Reading Online Novel

The Redbreast(3)



She put the microphone back into position.

‘Everything in place and ready.’

‘Thanks. Put your helmet on.’

‘Eh? Honestly, Harry.’

‘You heard what I said.’

‘Put your helmet on yourself!’

‘Mine’s too small.’

A new voice. ‘Passed point 1.’

‘Oh shit, sometimes you’re just so . . .

unprofessional.’ Ellen pulled the helmet over her

head, fastened the chin strap and made faces in the

driving mirror.

‘Love you too,’ said Harry, studying the road in

front of them through binoculars. ‘I can see them.’

At the top of the incline leading to Karihaugen the

sun glinted off metal.
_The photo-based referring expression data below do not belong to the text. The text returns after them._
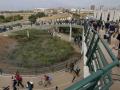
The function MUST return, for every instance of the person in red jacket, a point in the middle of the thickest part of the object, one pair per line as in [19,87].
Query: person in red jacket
[19,79]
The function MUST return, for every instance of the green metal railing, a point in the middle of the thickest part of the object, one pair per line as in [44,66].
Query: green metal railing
[100,61]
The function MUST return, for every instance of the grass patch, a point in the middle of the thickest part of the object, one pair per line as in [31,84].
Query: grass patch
[41,49]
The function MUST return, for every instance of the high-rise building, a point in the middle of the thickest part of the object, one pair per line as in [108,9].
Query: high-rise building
[92,7]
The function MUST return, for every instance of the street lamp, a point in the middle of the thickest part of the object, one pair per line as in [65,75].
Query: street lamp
[70,35]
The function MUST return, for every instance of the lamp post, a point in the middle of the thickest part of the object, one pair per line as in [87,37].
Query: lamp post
[70,35]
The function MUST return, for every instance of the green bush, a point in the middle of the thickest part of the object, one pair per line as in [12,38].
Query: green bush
[41,49]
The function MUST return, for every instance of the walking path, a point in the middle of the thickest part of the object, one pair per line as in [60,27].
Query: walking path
[116,70]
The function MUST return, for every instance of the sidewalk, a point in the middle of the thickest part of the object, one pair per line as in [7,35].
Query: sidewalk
[116,70]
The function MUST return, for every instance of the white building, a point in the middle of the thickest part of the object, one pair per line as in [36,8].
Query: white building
[114,14]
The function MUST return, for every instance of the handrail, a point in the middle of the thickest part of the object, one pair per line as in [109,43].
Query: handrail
[102,72]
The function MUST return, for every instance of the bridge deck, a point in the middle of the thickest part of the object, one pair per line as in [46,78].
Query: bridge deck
[116,70]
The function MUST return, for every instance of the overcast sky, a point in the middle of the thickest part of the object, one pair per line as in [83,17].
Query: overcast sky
[31,4]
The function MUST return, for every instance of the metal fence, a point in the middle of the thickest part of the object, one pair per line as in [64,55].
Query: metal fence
[100,61]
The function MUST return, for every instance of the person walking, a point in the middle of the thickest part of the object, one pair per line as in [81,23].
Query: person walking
[19,79]
[30,85]
[118,39]
[14,85]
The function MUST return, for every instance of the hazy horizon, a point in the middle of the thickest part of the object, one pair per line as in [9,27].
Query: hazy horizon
[31,4]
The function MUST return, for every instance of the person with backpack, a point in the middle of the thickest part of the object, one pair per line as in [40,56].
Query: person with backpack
[19,80]
[30,85]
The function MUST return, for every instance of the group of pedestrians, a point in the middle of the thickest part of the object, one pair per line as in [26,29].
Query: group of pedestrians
[45,80]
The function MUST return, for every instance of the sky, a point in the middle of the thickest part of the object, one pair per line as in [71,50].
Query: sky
[31,4]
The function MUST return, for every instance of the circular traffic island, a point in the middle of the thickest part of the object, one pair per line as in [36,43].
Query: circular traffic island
[33,50]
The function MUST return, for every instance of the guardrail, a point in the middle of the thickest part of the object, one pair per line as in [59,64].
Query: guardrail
[100,61]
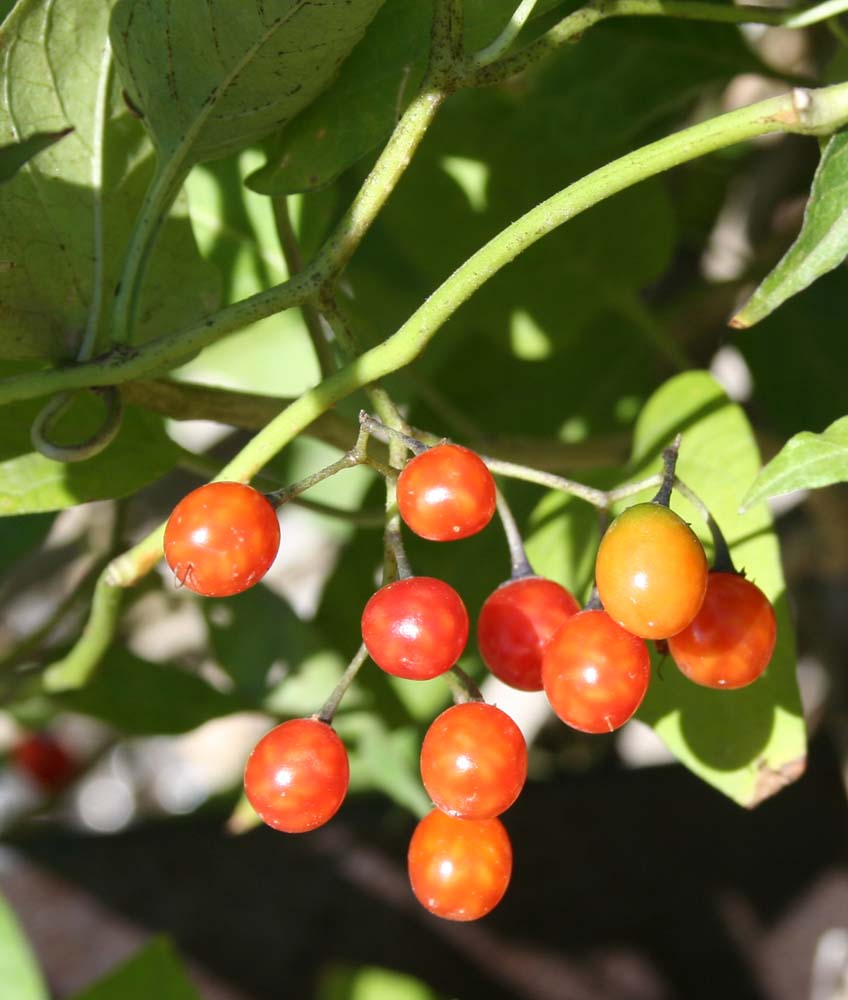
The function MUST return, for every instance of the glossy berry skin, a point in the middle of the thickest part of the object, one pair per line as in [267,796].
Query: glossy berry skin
[221,539]
[415,628]
[297,775]
[651,571]
[473,761]
[459,868]
[446,493]
[730,641]
[516,622]
[595,673]
[45,760]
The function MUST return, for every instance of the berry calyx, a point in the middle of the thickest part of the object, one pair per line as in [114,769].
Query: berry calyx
[651,571]
[446,493]
[595,672]
[515,623]
[221,539]
[415,628]
[296,776]
[729,643]
[473,761]
[459,868]
[45,760]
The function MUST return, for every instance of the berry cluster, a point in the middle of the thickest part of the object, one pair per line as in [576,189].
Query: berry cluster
[652,583]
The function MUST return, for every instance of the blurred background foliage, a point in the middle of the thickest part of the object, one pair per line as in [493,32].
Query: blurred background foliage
[582,357]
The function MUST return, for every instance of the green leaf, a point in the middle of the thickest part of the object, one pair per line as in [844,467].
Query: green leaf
[273,657]
[19,972]
[798,357]
[746,743]
[228,72]
[373,88]
[385,760]
[15,154]
[235,230]
[156,971]
[66,216]
[821,245]
[806,461]
[30,483]
[371,982]
[359,110]
[20,534]
[140,698]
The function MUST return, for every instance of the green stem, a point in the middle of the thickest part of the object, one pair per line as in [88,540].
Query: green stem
[499,46]
[810,112]
[154,210]
[74,670]
[331,705]
[806,112]
[519,563]
[294,264]
[570,28]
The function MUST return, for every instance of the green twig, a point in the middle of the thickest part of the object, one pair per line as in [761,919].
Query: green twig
[294,264]
[570,28]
For the moment Harry could

only see the first car in the motor-cade, but he

knew the order: six motorcycles from the

Norwegian police escort department, two

Norwegian police escort cars, a Secret Service

car, then two identical Cadillac Fleetwoods

(special Secret Service cars flown in from the US)

and the President sitting in one of them. Which one

was kept secret. Or perhaps he was sitting in both,

Harry thought. One for Jekyll and one for Hyde.
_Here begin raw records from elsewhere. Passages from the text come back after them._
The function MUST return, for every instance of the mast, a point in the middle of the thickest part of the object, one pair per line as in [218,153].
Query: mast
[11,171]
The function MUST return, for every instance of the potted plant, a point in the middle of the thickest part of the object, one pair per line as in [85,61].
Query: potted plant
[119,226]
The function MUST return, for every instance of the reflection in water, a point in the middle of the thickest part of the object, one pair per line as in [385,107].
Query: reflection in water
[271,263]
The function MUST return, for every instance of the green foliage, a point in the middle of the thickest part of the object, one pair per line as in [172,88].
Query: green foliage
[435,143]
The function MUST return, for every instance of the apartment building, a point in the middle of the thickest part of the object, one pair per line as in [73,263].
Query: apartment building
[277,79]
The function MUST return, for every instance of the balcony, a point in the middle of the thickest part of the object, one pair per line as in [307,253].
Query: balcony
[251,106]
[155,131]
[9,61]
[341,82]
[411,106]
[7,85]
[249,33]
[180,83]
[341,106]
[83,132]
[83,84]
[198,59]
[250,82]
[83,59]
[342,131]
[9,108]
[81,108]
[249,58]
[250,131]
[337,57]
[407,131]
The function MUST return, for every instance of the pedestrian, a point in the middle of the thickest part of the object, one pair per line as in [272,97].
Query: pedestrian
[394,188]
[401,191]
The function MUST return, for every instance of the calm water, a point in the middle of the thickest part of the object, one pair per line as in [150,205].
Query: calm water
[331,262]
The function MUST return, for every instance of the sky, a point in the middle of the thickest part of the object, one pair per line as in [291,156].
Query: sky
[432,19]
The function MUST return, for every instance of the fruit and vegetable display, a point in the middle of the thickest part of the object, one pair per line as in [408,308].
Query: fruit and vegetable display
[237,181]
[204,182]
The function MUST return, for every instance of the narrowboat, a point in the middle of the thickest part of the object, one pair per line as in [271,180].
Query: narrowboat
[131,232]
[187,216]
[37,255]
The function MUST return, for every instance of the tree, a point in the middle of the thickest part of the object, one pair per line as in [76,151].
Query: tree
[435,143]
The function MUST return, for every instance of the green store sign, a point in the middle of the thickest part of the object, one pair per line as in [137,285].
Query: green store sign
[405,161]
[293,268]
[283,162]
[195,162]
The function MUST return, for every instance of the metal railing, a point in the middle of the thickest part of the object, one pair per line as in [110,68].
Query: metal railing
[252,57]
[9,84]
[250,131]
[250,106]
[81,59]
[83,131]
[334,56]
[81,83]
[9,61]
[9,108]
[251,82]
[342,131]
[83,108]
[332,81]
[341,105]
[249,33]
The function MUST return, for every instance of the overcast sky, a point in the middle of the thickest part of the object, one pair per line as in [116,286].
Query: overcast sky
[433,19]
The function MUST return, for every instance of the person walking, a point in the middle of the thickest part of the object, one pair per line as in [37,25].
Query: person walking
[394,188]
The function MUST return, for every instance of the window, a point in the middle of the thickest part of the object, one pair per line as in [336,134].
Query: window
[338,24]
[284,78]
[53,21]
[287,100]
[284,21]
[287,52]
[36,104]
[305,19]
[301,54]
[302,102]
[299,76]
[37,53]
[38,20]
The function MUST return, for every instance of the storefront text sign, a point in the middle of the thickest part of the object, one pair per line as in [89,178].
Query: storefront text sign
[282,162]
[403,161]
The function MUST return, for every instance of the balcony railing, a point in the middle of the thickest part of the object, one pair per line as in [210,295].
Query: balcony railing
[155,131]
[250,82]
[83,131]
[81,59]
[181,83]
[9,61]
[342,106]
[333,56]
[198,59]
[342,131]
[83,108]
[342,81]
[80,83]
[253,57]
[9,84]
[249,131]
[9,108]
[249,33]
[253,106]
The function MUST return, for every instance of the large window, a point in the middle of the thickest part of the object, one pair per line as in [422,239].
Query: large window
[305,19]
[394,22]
Then came the bigger vehicles: ambulance,

communications car and several Secret Service

cars.

‘Everything seems quiet enough,’ Harry said. His

binoculars moved slowly from right to left. The air

quivered above the tarmac even though it was a

cool November morning.

Ellen could see the outline of the first car. In thirty

seconds they would have passed the toll gates and

half the job would be over. And in two days’ time,

when the same cars had passed the toll going in the

opposite direction, she and Harry could go back to

their usual work. She preferred dealing with dead

people in the Serious Crime Unit to getting up at

three in the morning to sit in a cold Volvo with an

irritable Harry, who was clearly burdened by the

responsibility he had been given.

Apart from Harry’s regular breathing, there was

total quiet in the car. She checked that the light

indicators on both radios were green. The

motorcade was almost at the bottom of the hill. She

decided she would go to Tørst and get drunk after

the job. There was a guy there she had exchanged

looks with; he had black curls and brown, slightly

dangerous eyes. Lean. Looked a bit bohemian,

intellectual. Perhaps . . .

‘What the —’

Harry had already grabbed the microphone.

‘There’s someone in the third booth from the left.

Can anyone identify this individual?’

The radio answered with a crackling silence as

Ellen’s gaze raced from one booth to the next in the

row. There! She saw a man’s back behind the

brown glass of the box – only forty or fifty metres

away. The silhouette of the figure was clear in the

light from behind, as was the short barrel with the

sights protruding over his shoulder.

‘Weapon!’ she shouted. ‘He’s got a machine gun.’

‘Fuck!’ Harry kicked open the car door, took hold

of the frame and swung out. Ellen stared at the

motorcade. It couldn’t be more than a few hundred

metres off. Harry stuck his head inside the car.

‘He’s not one of ours, but he could be Secret

Service,’ he said. ‘Call HQ.’ He already had the

revolver in his hand.

‘Harry . . .’

‘Now! And give a blast on the horn if HQ say it’s

one of theirs.’ Harry started to run towards the toll

booth and the back of the man dressed in a suit.

From the barrel, Harry guessed the gun was an Uzi.

The raw early morning air smarted in his lungs.

‘Police!’ he shouted in Norwegian, then in

English.

No reaction. The thick glass of the box was

manufactured to deaden the traffic noise outside.

The man had turned his head towards the

motorcade now and Harry could see his dark Ray-

Bans. Secret Service. Or someone who wanted to

give that impression.

Twenty metres now.

How did he get inside a locked booth if he wasn’t

one of theirs? Damn! Harry could already hear the

motorcycles. He wouldn’t make it to the box.

He released the safety catch and took aim,

praying that the car horn would shatter the stillness

of this strange morning on a closed motorway he

had never wanted at any time to be anywhere near.

The instructions were clear, but he was unable to

shut out his thoughts: Thin vest. No

communication. Shoot, it is not your fault. Has he

got a family?

The motorcade was coming from directly behind

the toll booth, and it was coming fast. In a couple

of seconds the Cadillacs would be level with the

booths. From the corner of his left eye he noticed a

movement, a little bird taking off from the roof.